File storage is generally used for applications that need faster data access than object storage. Red Hat wants to demonstrate both the scalability of object storage in Ceph and its speed. The company has shown Ceph can scale to a billion objects and perform well at that level via metadata caching on NVMe SSDs.
However, Red Hat wants to go further and has commissioned the Evaluator Group to scale Ceph tenfold, to 10 billion objects, and see how it performed.
The benchmark setup
The Evaluator test set-up had six workload generating clients driving six object servers. Each pair of these accessed, in a split/shared-nothing configuration, a Seagate JBOD containing 106 x 16TB Exos nearline disk drives; 5PB of raw capacity in total spread across three storage JBODS.
Each object server had dual Xeon 18-core CL-6154 processors, 384GB of DRAM, six Intel DC P4610 NVMe 7.6TB write-optimised NAND SSDs for metadata caching, and 384GB of DRAM.
Ceph best practice recommends not exceeding 80 per cent capacity and so the system was sized to provide 4.5PB of usable Ceph capacity. Each 64KB object required about 10KB of metadata, meaning around 95TB of metadata for the total of 10 billion objects.
Test cycles
The Evaluator Group testers ran multiple test cycles, each performing PUTS to add to the object count, then GETS and, thirdly, a mixed workload test. The performance of each successive workload was measured to show the trends as object counts and capacity both increased.
The measurements of GETs (reads) and PUTs (writes) performance showed a fairly linear pattern as the object count increased. PUT operations showed linear performance up to 8.8 billion objects; 80 per cent of the system’s usable Ceph capacity, and then dropped off slightly. GET operations showed a dip to a lower level around 5 million objects and a more pronounced decline after the 8.8 million objects level.
GET performance declined once the metadata cache capacity was exceeded (yellow line on chart) and the cluster’s usable capacity surpassed 80 pr cent of actual capacity. Once the cache’s capacity was surpassed the excess metadata had to be stored on disk drives, and accesses were consequently much slower.
Performance linearity at this level would requite a larger metadata cache.
The “deep scrubbing” dip on the chart occurred because a Ceph parameter set for deep scrubbing, to help with data consistency, came into operation at 500 million objects. Ceph was reconfigured to stop this.

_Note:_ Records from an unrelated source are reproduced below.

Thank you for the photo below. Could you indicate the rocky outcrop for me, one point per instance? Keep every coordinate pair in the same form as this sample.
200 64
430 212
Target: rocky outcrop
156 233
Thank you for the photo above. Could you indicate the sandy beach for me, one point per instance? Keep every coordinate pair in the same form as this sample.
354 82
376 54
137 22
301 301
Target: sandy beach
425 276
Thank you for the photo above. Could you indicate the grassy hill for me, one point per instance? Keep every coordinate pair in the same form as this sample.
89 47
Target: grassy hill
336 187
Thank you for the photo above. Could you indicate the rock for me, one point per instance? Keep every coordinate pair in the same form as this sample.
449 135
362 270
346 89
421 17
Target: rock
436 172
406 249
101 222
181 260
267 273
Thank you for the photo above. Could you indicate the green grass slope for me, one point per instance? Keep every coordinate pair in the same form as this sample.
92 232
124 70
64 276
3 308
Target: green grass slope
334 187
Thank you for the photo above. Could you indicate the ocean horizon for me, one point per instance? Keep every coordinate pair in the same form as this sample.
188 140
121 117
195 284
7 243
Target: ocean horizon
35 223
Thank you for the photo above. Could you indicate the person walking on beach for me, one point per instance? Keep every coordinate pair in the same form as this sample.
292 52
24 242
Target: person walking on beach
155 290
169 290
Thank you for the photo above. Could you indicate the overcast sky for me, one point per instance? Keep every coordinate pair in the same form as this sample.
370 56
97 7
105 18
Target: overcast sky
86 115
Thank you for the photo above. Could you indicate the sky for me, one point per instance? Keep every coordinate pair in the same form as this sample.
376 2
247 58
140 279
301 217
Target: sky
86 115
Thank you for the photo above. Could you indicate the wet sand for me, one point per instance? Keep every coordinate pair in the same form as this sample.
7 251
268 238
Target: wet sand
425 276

The system exhibited nearly 2GB/s of sustained read throughput and more than 1GB/sec of sustained write throughput.
Larger objects
The Evaluator Group also tested how Ceph performed with up to 20 million 128MB objects. In this test the metadata cache capacity was not exceeded and performance was linear for reads and near-linear for writes as the object count increased;
There is less metadata with the smaller number of objects, meaning no spill over of metadata to disk. The GET and PUT performance lines are both linearish – ‘deterministic’ is the Evaluator Group’s term, with performance of 10GB/sec for both operation types.
Comment
Suppliers like Iguazio talk about operating at the trillion-plus file level. That’s extreme but today’s extremity is tomorrow’s normality in this time of massive data growth That suggests Red Hat will have keep going further to establish and then re-establish Ceph’s scalability credentials.
Next year we might see a 100 billion object test and, who knows, a trillion object test could follow some day.